2

I am using ctree function within party R package. I would like to idenfiy all predictors that are used within the tree in order to reduce the data.frame dimension used for further analyses. For example:

library(ctree)
data(ozone)
myModel<-ctree(Ozone~., data=na.omit(airquality))
plot(myModel)

I would like a function receiving myModel and returning Temp, Wind and Ozone

Giorgio Spedicato
  • 2,413
  • 3
  • 31
  • 45

2 Answers2

4

Just for completeness: The answer by NicE pertains to the ctree() implementation in the party package. If someone wants to do the same thing based on the new (and recommended) implementation in the partykit package, then a different function is necessary because the internal representation completely changed.
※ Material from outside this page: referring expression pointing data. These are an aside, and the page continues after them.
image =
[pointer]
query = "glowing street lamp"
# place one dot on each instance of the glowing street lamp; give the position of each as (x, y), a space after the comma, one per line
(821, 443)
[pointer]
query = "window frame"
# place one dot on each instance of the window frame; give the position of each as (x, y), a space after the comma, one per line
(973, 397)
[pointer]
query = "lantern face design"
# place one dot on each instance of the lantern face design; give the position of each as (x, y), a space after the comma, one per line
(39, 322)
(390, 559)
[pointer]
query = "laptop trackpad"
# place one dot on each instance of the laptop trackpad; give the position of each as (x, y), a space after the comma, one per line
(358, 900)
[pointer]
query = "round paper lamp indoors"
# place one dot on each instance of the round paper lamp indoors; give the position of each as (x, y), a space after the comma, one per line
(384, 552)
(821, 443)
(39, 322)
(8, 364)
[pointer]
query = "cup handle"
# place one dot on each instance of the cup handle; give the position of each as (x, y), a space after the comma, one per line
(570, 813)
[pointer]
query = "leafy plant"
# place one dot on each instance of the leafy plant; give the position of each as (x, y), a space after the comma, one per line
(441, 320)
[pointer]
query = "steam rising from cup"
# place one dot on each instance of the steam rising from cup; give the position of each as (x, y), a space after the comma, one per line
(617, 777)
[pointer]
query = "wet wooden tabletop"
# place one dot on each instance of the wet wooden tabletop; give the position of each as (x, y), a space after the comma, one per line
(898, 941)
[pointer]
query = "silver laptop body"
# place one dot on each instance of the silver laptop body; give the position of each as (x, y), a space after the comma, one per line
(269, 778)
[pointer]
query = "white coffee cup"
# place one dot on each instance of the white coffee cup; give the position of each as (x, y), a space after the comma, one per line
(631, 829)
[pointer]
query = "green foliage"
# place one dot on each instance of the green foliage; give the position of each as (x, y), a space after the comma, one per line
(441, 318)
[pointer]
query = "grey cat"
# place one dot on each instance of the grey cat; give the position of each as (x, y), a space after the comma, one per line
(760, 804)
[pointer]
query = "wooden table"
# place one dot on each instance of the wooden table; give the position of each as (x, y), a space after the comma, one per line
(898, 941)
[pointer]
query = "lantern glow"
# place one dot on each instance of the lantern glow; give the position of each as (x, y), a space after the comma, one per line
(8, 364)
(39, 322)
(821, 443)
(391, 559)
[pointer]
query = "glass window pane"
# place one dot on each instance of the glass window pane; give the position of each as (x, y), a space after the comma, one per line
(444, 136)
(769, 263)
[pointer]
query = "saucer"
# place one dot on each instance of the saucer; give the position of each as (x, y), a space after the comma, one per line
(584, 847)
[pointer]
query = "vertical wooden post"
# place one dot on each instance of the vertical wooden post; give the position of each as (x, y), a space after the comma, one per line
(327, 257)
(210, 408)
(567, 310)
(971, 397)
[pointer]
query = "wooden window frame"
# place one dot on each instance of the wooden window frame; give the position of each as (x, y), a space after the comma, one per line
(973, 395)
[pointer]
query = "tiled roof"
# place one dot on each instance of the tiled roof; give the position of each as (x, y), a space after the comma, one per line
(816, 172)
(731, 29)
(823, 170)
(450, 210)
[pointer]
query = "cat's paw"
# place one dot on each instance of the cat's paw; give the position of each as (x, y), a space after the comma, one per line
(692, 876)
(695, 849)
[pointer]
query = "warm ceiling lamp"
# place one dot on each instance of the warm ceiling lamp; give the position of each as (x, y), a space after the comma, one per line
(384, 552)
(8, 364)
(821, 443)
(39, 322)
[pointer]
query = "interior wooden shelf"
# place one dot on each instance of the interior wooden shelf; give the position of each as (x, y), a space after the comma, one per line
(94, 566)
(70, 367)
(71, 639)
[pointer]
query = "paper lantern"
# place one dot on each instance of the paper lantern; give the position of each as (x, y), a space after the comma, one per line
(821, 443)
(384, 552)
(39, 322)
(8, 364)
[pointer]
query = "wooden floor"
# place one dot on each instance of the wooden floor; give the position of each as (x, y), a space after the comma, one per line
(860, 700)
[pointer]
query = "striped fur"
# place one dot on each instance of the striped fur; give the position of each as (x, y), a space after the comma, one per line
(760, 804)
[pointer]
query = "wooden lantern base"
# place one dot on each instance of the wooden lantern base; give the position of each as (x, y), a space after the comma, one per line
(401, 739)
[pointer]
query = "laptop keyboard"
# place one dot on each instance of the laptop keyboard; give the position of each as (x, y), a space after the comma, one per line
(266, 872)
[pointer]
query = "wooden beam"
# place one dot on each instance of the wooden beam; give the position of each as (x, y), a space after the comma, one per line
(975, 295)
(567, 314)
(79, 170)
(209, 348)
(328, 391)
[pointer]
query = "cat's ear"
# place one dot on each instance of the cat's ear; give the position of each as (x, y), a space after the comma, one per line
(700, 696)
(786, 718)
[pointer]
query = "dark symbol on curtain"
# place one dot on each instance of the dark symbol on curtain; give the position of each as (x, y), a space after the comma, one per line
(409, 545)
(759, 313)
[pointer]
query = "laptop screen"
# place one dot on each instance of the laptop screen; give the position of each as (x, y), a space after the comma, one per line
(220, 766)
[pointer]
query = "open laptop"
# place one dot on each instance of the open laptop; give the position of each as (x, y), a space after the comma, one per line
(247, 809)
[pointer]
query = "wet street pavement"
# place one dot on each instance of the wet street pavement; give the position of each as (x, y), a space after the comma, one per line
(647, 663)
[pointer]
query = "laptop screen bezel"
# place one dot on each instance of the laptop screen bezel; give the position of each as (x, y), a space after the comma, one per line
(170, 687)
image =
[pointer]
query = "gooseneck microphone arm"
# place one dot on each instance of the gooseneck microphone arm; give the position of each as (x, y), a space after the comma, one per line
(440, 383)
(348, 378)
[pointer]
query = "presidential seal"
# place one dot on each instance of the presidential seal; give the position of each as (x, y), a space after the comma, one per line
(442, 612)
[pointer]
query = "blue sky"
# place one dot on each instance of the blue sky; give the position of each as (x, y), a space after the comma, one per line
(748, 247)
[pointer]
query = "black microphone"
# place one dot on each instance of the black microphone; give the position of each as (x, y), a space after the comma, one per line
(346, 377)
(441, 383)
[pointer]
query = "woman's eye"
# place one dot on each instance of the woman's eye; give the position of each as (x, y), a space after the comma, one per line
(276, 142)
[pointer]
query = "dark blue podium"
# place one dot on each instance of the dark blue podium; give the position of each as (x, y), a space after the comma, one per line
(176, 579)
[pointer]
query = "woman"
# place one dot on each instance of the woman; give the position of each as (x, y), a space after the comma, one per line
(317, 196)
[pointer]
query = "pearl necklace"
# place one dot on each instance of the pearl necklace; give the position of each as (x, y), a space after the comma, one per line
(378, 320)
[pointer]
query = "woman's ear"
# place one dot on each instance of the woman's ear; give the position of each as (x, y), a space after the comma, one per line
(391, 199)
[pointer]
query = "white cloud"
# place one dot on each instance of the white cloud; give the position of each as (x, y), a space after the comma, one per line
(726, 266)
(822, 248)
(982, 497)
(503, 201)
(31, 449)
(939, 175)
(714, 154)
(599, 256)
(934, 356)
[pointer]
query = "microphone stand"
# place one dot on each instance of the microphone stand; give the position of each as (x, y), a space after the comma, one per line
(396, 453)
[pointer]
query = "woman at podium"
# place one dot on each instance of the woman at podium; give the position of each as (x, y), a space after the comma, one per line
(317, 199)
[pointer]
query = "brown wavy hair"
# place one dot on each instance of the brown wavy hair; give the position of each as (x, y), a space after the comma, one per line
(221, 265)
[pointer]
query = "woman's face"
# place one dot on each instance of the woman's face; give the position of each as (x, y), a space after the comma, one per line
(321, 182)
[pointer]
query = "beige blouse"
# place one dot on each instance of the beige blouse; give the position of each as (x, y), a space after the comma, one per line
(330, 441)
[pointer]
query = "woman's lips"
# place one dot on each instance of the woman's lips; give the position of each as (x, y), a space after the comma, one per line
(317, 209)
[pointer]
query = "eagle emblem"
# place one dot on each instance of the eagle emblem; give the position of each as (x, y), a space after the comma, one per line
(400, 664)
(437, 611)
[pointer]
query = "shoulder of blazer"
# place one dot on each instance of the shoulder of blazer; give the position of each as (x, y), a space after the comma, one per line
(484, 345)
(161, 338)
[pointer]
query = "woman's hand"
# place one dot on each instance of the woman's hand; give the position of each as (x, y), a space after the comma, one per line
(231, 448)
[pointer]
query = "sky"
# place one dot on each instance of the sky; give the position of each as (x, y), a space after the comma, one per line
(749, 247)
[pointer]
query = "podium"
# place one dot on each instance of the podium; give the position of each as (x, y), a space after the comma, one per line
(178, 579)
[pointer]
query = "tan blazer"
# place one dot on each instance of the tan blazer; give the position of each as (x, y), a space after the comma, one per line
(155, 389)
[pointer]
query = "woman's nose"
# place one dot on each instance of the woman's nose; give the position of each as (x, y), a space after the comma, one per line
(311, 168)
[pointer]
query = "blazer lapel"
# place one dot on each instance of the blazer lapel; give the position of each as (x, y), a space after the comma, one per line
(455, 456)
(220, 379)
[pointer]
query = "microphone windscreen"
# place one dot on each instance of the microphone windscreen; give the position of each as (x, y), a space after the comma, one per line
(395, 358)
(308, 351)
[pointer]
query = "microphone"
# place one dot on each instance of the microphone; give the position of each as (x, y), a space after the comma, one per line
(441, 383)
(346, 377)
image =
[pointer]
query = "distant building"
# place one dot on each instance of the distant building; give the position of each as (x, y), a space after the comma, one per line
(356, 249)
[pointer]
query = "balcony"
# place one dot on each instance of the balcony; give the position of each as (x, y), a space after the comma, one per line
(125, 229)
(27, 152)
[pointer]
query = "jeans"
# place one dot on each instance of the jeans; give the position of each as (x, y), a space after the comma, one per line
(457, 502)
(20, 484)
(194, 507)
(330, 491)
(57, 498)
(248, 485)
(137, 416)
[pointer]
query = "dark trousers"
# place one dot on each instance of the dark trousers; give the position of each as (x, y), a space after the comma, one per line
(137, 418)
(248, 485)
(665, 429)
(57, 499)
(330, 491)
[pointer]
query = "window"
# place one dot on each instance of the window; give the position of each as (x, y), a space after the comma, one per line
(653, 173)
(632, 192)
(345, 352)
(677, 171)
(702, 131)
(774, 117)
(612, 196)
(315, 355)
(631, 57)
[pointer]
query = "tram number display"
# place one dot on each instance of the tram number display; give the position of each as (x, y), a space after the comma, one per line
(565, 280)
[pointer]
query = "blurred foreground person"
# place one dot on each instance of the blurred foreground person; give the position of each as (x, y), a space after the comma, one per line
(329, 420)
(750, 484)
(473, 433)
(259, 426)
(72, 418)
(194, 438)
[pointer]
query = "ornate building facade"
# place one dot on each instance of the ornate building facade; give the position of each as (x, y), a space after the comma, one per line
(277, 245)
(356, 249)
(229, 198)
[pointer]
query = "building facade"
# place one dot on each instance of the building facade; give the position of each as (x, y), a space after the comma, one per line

getUsefulPredictors <- function(x) {
  varid <- nodeapply(x, ids = nodeids(x),
    FUN = function(n) split_node(n)$varid)
  varid <- unique(unlist(varid))
  names(data_party(x))[varid]
}

This first obtains the variable ID varid from each split in each node of the tree. Then the names of the model frame are obtained and those pertaining to the unique variable IDs returned. In your example:

library("partykit")
myModel <- ctree(Ozone ~ ., data = na.omit(airquality))
getUsefulPredictors(myModel)    
## [1] "Temp" "Wind"
Achim Zeileis
  • 15,710
  • 1
  • 39
  • 49
1

You can try using this:

getUsefulPredictors<-function(x){
  flatTree<-unlist(x@tree)
  pred<-unique(flatTree[grepl("*variableName",names(flatTree))])
  return(pred)
}

It flattens the trees and looks for the elements having variableName in their name

Run on your model it returns:

getUsefulPredictors(myModel)
#[1] "Temp" "Wind"
NicE
  • 21,165
  • 3
  • 51
  • 68